But Kahneman's and Tversky's experiments contradicted Utility Theory. When faced with a gain, about 85 percent of people chose the sure smaller gain over the risky larger gain. But when faced with a loss, about 70 percent chose the risky larger loss over the sure smaller loss.
This experiment, repeated again and again by many researchers, across ages, genders, cultures and even species, rocked economics, yielded the same result. Directly contradicting the traditional idea of "economic man," Prospect Theory recognizes that people have subjective values for gains and losses. We have evolved a cognitive bias: a pair of heuristics. One, a sure gain is better than a chance at a greater gain, or "A bird in the hand is worth two in the bush." And two, a sure loss is worse than a chance at a greater loss, or "Run away and live to fight another day." Of course, these are not rigid rules. Only a fool would take a sure $100 over a 50 percent chance at $1,000,000. But all things being equal, we tend to be risk-averse when it comes to gains and risk-seeking when it comes to losses.

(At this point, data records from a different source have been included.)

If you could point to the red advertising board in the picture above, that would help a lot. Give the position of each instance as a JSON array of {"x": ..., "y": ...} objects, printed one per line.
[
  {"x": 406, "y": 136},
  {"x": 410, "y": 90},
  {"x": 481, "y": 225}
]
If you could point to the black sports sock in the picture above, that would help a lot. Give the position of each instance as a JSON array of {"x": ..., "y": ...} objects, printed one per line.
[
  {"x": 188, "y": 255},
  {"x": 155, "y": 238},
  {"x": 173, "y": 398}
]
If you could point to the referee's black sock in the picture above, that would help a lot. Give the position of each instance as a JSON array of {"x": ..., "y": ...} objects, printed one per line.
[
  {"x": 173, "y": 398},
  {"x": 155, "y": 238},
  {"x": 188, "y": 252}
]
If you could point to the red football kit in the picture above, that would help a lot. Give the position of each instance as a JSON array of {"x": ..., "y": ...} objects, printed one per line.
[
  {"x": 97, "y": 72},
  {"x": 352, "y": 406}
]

This cognitive bias is so powerful that it can lead to logically inconsistent results. Google the "Asian Disease Experiment" for an almost surreal example. Describing the same policy choice in different ways--either as "200 lives saved out of 600" or "400 lives lost out of 600"-- yields wildly different risk reactions.
Evolutionarily, the bias makes sense. It's a better survival strategy to accept small gains rather than risk them for larger ones, and to risk larger losses rather than accept smaller losses. Lions, for example, chase young or wounded wildebeests because the investment needed to kill them is lower. Mature and healthy prey would probably be more nutritious, but there's a risk of missing lunch entirely if it gets away. And a small meal will tide the lion over until another day. Getting through today is more important than the possibility of having food tomorrow. Similarly, it is better to risk a larger loss than to accept a smaller loss. Because animals tend to live on the razor's edge between starvation and reproduction, any loss of food -- whether small or large -- can be equally bad. Because both can result in death, and the best option is to risk everything for the chance at no loss at all.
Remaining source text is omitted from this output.